E.g. does the bash debugger support attaching to existing processes and examining the current state?

Or can I easily find out by looking at the bash process entries in /proc? Is there a convenient tool to give line numbers in active files?

I don't want to have to kill and restart the process.

This is on Linux - Ubuntu 10.04.

回答1:

I recently found myself in a similar position. I had a shell script that was not identifiable through other means (such as arguments, etc.)

There are ways to find out a lot more about a running process than you would expect.

Use lsof -p $pid to see what files are open, which may give you some clues. Note that some files, while "deleted", can still be kept open by the script. As long as the script doesn't close the file, it can still read and write from it - and the file still takes up room on the file system.

Use strace to actively trace the system calls used by the script. The script will read the script file, so you can see some of the commands as they are read prior to execution. Look for read commands with this command:

strace -p $pid -s 1024

This makes the commands print strings up to 1024 characters long (normally, the strace command would truncate strings much shorter than that).

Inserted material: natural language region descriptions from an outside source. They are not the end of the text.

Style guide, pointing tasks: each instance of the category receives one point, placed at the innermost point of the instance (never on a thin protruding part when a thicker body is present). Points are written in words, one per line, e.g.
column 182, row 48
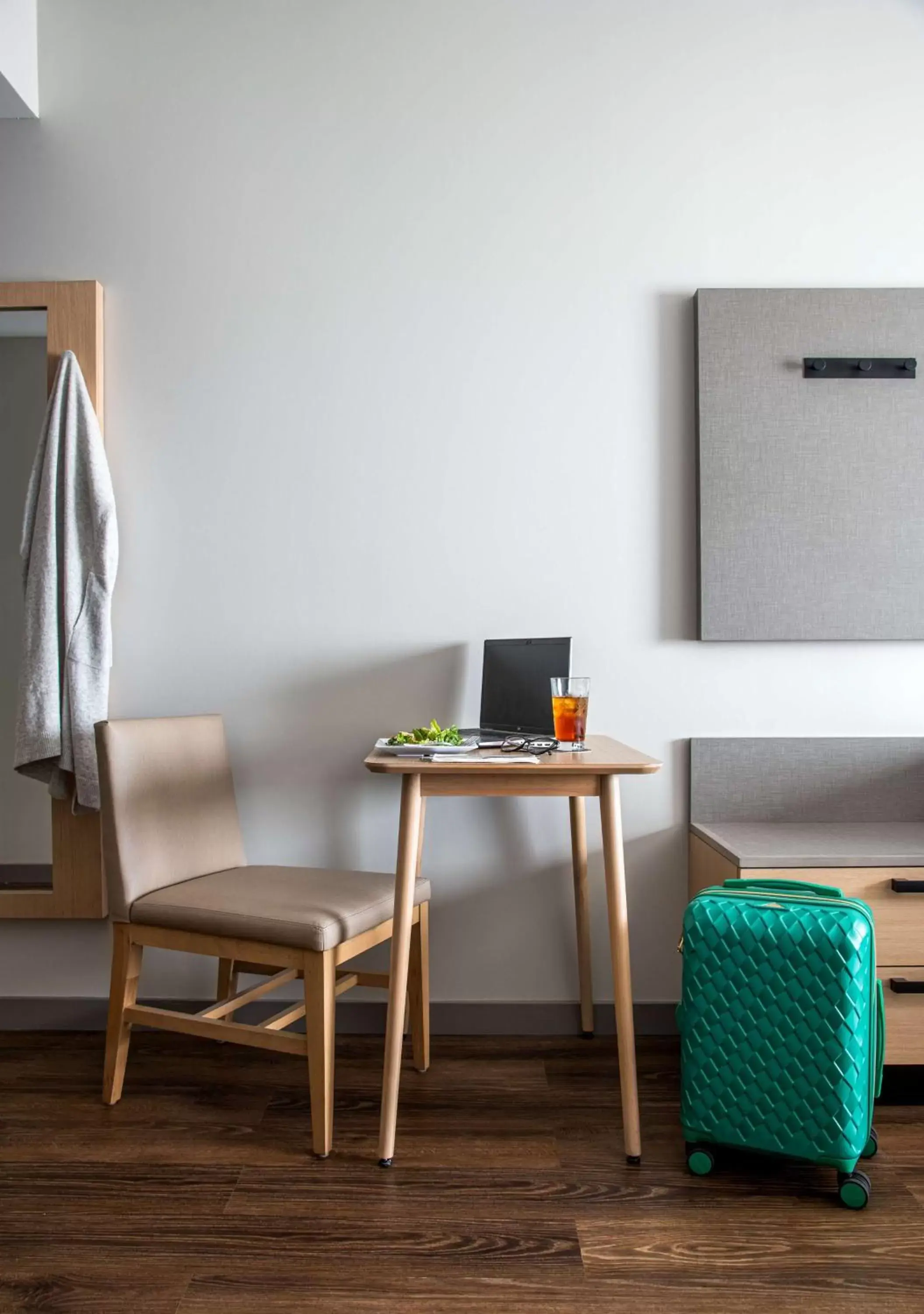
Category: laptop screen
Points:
column 516, row 692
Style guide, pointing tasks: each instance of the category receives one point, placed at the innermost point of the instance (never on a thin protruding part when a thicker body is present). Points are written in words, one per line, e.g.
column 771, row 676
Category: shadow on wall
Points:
column 308, row 742
column 677, row 470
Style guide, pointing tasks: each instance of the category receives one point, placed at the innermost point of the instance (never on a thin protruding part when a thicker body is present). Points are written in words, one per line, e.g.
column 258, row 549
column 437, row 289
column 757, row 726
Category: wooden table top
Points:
column 605, row 757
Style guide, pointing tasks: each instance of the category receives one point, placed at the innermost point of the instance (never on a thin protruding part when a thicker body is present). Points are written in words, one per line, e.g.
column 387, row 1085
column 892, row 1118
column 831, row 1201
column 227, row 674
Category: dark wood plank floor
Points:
column 197, row 1194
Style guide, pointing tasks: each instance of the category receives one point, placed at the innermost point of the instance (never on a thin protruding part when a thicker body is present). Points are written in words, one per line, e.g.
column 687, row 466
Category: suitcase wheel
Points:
column 700, row 1159
column 872, row 1146
column 855, row 1190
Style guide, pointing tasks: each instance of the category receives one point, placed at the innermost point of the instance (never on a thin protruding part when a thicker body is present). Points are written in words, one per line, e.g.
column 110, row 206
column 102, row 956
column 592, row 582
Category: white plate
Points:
column 420, row 749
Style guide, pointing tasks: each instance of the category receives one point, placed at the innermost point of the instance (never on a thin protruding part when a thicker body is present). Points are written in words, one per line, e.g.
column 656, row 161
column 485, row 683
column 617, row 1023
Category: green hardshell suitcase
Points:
column 783, row 1027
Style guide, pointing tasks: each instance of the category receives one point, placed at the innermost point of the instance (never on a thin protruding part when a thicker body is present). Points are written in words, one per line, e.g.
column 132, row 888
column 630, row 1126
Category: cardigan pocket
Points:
column 91, row 642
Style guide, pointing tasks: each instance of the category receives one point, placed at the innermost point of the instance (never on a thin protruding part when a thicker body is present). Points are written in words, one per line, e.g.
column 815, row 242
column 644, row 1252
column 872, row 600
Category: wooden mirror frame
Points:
column 74, row 324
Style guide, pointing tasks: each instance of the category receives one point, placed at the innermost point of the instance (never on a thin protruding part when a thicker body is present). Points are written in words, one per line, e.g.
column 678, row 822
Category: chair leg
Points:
column 418, row 990
column 123, row 994
column 320, row 1000
column 228, row 979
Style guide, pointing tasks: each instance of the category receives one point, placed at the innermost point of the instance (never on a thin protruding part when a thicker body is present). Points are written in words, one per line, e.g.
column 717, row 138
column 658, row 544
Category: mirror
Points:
column 25, row 814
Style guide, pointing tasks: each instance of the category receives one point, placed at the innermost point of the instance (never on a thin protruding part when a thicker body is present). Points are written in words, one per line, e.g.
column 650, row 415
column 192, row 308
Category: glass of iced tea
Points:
column 570, row 709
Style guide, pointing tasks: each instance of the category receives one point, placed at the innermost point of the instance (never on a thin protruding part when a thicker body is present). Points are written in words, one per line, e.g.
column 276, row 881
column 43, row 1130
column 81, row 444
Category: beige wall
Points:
column 367, row 257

Examine the directory /proc/$pid in order to see details about the script; in particular note, see /proc/$pid/environ which will give you the process environment separated by nulls. To read this "file" properly, use this command:

xargs -0 -i{} < /proc/$pid/environ

You can pipe that into less or save it in a file. There is also /proc/$pid/cmdline but it is possible that that will only give you the shell name (-bash for instance).



回答2:

No real solution. But in most cases a script is waiting for a child process to terminate:

ps --ppid  $(pidof yourscript)

You could also setup signal handlers in you shell skript do toggle the printing of commands:

#!/bin/bash

trap "set -x" SIGUSR1
trap "set +x" SIGUSR2

while true; do
    sleep 1
done

Then use

kill -USR1 $(pidof yourscript)
kill -USR2 $(pidof yourscript)


回答3:

Use pstree to show what linux command/executable your script is calling. For example, 21156 is the pid of my hanging script:

ocfs2cts1:~ # pstree -pl 21156
activate_discon(21156)───mpirun(15146)─┬─fillup_contig_b(15149)───sudo(15231)───chmod(15232)
                                       ├─ssh(15148)
                                       └─{mpirun}(15147)

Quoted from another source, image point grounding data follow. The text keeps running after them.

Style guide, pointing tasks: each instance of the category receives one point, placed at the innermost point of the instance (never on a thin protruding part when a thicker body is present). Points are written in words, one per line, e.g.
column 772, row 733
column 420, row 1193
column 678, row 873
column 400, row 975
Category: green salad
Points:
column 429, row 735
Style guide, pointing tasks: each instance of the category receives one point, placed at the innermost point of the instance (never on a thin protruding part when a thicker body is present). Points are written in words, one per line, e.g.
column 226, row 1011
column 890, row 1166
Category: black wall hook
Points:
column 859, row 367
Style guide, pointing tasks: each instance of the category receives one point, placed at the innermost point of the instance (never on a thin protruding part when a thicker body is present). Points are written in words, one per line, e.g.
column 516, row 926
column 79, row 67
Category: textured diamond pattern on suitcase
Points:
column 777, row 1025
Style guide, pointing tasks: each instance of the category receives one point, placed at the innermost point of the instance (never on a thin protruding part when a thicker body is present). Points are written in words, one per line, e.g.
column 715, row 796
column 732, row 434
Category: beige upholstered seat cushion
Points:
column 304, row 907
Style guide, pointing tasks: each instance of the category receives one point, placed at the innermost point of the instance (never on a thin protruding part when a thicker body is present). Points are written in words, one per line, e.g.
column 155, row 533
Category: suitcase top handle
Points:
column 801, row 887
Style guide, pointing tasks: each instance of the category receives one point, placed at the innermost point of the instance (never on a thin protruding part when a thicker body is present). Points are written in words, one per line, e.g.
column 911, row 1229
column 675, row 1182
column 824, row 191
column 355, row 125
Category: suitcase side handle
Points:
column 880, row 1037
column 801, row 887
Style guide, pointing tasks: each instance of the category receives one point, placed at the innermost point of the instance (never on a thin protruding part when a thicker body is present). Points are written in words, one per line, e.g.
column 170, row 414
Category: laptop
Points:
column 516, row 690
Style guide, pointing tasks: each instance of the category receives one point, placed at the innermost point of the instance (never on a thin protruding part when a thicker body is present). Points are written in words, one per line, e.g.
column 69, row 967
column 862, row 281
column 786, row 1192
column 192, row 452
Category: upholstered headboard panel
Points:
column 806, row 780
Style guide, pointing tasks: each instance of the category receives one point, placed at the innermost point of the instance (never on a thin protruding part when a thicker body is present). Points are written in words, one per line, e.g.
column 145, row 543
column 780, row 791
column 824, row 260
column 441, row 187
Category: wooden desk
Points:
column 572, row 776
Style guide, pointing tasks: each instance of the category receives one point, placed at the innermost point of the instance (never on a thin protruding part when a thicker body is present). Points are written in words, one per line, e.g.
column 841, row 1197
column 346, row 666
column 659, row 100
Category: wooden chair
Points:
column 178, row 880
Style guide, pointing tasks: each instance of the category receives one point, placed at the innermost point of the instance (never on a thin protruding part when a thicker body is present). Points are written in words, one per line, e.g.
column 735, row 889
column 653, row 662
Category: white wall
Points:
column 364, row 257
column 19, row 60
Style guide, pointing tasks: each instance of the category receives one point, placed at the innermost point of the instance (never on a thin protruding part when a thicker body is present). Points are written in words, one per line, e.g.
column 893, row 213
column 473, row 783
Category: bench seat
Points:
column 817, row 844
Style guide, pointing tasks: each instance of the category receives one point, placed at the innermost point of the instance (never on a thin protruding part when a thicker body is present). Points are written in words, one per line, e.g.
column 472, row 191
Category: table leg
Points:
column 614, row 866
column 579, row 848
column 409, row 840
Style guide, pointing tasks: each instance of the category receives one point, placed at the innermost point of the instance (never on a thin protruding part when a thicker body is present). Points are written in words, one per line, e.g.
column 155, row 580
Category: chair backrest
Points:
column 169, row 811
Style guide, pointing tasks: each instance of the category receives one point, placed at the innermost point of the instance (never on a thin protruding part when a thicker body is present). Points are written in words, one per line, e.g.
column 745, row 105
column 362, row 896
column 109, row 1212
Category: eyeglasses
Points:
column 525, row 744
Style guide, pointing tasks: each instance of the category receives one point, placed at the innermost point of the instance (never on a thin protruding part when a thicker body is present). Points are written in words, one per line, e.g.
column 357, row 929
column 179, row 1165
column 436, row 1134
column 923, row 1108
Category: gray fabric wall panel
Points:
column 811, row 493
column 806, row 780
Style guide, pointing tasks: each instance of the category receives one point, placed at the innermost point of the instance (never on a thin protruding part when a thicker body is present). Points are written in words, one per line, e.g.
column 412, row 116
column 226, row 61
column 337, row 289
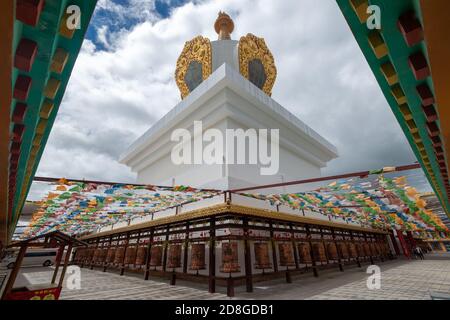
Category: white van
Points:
column 33, row 257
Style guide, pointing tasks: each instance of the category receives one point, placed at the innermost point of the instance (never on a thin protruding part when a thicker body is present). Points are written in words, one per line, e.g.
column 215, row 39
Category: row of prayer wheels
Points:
column 137, row 256
column 323, row 252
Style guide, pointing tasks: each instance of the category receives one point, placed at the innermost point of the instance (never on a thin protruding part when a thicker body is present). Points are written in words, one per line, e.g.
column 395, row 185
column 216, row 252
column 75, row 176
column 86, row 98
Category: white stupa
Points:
column 226, row 85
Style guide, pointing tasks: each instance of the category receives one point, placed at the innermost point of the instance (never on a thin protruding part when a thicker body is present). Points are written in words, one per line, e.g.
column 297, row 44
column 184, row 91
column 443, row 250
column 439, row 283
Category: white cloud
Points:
column 114, row 96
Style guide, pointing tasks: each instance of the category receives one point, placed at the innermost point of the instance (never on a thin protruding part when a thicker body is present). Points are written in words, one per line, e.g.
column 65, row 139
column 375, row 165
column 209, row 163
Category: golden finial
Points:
column 224, row 26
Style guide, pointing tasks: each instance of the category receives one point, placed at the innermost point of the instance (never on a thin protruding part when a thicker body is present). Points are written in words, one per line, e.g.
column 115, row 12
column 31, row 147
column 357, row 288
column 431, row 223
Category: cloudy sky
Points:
column 123, row 81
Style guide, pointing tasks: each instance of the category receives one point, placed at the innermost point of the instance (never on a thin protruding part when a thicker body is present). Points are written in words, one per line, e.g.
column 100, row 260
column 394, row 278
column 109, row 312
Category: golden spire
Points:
column 224, row 26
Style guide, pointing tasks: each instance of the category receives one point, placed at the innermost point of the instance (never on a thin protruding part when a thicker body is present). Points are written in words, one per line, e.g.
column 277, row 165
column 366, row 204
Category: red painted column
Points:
column 394, row 243
column 403, row 243
column 412, row 242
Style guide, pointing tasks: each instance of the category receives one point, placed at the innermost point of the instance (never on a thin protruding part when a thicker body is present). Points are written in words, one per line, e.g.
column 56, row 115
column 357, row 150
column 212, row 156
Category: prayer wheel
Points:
column 82, row 255
column 96, row 254
column 319, row 252
column 366, row 249
column 174, row 256
column 286, row 254
column 344, row 250
column 352, row 250
column 77, row 257
column 90, row 255
column 230, row 261
column 110, row 255
column 360, row 249
column 156, row 256
column 102, row 255
column 377, row 248
column 373, row 250
column 120, row 253
column 304, row 253
column 141, row 254
column 262, row 260
column 332, row 251
column 130, row 255
column 198, row 256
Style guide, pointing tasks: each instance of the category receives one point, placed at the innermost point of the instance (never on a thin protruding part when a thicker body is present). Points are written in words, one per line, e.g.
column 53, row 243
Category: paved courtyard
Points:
column 400, row 279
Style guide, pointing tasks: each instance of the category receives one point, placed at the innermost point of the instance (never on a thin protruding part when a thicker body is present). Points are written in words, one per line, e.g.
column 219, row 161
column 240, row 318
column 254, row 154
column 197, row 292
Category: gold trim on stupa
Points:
column 224, row 26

So that, I know it's hanging at chmod command. Then, show the stack trace by:

ocfs2cts1:~ # cat /proc/15232/stack 
[<ffffffffa05377ef>] __ocfs2_cluster_lock.isra.39+0x1bf/0x620 [ocfs2]
[<ffffffffa053856d>] ocfs2_inode_lock_full_nested+0x12d/0x840 [ocfs2]
[<ffffffffa0538dbb>] ocfs2_inode_lock_atime+0xcb/0x170 [ocfs2]
[<ffffffffa0531e61>] ocfs2_readdir+0x41/0x1b0 [ocfs2]
[<ffffffff8120d03c>] iterate_dir+0x9c/0x110
[<ffffffff8120d453>] SyS_getdents+0x83/0xf0
[<ffffffff815e126e>] entry_SYSCALL_64_fastpath+0x12/0x6d
[<ffffffffffffffff>] 0xffffffffffffffff

Oh, boy, it's likely a deadlock bug...